Она это заметила и улыбнулась:
— Сначала выслушай меня, а уж потом будешь принимать решения, Сэм.
— Я уверен, — повторил он с некоторым раздражением.
Она высвободилась из его рук, встала и подошла к камину. Потом взяла портреты своих внуков и некоторое время с улыбкой их разглядывала.
— Ты помнишь мой повторяющийся сон? Однажды ночью я рассказала тебе о нем.
— В котором звезды падают с неба тебе в руки?
— Да. Но потом, когда я начала участвовать в брачной лотерее, сон изменился, и звезды начали пролетать сквозь мои ладони, они падали в реку.
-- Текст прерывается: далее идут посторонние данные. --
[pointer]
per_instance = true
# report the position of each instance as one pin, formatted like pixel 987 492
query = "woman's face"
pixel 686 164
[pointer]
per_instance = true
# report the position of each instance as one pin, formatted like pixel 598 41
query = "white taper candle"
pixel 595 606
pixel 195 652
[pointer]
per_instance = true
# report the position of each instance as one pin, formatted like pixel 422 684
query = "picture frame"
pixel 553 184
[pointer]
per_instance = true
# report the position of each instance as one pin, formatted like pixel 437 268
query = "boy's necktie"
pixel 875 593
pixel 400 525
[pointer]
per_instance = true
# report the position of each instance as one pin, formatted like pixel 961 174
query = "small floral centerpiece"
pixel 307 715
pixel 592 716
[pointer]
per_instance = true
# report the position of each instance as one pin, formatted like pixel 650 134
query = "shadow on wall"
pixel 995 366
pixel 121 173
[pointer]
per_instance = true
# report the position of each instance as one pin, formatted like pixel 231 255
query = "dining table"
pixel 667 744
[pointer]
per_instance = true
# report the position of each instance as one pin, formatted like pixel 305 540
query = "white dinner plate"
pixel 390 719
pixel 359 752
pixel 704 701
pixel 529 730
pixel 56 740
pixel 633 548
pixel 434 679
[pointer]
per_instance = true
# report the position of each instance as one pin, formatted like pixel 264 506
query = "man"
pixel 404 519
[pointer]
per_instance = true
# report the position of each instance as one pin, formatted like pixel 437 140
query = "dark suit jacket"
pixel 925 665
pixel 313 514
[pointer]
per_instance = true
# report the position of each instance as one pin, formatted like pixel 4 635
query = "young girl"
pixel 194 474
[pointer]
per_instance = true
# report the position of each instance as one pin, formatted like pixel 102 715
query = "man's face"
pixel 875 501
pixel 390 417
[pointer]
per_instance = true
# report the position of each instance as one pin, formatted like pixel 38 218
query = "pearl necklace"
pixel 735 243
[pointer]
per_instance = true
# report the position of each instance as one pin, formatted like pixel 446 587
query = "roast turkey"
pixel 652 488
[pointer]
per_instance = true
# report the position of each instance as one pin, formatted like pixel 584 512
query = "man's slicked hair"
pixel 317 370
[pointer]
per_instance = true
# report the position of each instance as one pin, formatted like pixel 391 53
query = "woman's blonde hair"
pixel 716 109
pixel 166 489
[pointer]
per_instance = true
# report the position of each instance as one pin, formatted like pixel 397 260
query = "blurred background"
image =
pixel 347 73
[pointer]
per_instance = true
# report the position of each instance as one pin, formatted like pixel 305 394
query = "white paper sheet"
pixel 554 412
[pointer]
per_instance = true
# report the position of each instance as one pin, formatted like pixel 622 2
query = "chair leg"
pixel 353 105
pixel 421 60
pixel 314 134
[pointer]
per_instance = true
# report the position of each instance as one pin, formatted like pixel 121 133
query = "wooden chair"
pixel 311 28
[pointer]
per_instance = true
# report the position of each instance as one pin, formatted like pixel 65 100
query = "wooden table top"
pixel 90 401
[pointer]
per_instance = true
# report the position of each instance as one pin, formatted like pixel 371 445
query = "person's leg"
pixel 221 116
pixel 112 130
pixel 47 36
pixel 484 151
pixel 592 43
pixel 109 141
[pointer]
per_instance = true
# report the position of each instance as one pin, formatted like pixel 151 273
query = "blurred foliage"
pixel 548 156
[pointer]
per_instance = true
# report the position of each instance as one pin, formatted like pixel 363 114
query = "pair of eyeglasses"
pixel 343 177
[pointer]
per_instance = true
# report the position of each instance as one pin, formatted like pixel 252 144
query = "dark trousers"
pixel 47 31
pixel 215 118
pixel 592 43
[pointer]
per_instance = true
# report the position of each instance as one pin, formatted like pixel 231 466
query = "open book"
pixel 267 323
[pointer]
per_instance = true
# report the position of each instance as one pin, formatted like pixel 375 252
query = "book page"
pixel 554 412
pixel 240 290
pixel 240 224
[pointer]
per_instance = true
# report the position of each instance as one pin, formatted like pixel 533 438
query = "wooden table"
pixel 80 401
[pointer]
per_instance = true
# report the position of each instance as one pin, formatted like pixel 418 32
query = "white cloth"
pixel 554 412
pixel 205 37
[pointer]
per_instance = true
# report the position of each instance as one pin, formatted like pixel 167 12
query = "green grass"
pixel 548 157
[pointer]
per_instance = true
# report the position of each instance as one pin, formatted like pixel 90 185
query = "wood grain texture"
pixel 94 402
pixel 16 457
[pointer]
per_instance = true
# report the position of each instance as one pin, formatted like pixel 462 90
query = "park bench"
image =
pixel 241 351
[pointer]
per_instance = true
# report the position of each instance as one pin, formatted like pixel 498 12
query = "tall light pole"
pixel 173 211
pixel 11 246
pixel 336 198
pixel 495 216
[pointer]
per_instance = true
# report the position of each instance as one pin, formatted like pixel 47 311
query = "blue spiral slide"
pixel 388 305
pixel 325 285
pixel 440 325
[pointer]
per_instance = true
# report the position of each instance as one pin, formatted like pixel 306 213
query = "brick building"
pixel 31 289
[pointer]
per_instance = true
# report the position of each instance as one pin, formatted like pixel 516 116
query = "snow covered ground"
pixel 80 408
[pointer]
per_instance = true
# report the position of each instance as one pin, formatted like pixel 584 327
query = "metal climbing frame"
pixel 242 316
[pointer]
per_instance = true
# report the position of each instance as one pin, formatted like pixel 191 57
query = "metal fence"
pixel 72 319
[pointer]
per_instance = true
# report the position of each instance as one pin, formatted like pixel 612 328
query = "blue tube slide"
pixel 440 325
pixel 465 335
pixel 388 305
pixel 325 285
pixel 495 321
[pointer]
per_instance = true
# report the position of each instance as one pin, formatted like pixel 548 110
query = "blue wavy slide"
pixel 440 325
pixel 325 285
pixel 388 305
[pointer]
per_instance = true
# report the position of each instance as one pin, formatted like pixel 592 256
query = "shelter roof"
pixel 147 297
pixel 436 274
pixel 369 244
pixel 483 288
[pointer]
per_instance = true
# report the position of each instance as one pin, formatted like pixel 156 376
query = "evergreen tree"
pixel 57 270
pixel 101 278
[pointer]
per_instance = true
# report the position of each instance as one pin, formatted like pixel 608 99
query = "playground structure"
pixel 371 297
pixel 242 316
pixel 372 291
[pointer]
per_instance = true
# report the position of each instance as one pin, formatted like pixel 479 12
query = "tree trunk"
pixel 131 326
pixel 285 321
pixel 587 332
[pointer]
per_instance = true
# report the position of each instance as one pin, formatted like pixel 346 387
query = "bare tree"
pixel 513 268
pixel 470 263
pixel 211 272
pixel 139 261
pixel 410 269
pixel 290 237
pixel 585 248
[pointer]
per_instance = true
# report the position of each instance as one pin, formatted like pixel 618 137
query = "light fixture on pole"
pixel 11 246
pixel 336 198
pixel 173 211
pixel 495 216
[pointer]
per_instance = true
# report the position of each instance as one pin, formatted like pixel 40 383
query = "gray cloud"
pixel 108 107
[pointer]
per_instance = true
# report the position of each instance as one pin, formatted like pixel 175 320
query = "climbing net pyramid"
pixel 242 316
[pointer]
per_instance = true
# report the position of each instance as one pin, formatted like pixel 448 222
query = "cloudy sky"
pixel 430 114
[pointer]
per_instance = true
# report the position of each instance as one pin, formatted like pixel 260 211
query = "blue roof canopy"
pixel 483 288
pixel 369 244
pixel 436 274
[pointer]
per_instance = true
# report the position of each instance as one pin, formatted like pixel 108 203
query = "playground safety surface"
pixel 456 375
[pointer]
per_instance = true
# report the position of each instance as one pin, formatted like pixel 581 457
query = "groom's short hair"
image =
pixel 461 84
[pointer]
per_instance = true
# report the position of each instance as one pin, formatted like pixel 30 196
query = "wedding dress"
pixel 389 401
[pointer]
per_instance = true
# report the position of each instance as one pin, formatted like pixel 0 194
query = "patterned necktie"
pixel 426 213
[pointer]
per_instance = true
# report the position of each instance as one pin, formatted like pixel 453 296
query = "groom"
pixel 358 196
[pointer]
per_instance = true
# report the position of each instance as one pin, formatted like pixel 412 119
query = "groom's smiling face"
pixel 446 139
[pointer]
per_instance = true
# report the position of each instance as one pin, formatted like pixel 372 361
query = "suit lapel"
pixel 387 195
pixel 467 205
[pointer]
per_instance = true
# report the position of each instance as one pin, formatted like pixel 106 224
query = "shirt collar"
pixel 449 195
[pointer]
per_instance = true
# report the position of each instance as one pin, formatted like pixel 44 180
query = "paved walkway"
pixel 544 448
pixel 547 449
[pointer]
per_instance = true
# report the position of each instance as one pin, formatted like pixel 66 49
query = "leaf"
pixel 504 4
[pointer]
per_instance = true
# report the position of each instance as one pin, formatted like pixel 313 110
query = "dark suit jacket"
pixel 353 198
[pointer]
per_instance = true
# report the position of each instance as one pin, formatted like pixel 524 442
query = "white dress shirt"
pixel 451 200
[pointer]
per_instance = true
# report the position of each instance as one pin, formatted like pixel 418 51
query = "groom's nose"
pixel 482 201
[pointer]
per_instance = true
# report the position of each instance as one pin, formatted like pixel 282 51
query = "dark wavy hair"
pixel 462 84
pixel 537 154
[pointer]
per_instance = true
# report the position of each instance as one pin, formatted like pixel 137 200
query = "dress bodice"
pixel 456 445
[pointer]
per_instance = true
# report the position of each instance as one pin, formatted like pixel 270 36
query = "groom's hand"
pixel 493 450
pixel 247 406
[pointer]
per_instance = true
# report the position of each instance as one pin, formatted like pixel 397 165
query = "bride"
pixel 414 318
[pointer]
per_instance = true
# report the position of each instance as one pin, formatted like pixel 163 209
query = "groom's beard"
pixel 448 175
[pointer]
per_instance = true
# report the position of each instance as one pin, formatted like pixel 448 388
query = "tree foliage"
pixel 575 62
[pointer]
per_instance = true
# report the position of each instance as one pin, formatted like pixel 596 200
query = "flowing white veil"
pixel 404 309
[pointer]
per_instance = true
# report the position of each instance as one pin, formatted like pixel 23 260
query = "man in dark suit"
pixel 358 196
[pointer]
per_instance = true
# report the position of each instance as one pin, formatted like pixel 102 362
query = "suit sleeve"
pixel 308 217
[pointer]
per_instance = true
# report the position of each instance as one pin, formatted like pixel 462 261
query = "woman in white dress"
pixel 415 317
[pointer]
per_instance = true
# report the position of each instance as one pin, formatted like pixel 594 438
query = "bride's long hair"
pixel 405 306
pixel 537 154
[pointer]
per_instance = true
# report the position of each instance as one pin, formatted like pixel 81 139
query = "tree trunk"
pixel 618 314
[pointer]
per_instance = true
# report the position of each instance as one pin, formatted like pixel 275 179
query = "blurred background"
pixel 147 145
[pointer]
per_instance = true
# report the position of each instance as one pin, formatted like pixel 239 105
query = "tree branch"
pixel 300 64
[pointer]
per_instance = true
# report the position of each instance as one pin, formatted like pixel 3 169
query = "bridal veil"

В тот вечер, когда ты не пришел, — в тот печальный вечер — я отправилась спать, и мне вновь приснился знакомый сон, только он был немного другим. Мне снилось, будто я смотрю в воду, а звезды упали в глубокую расщелину и оттуда светят мне. И только совсем недавно я поняла, что это было.
— И что же?
— Твои глаза, Сэм, твои глаза со змеиными зрачками, совсем не такие, как я запомнила, но очень на них похожие. Наверное, моя мать имела в виду именно это, когда сказала, что если я найду свою путеводную звезду, то никогда не заблужусь. Она имела в виду, что звезда находится в тебе — в тебе осталась частица моей души, и чтобы обрести ее, мне необходимо отыскать тебя, и лишь с тобой я вновь обрету цельность. Видимо, с тобой происходило то же самое, ведь мы, скажем так, обменялись частицами своих душ.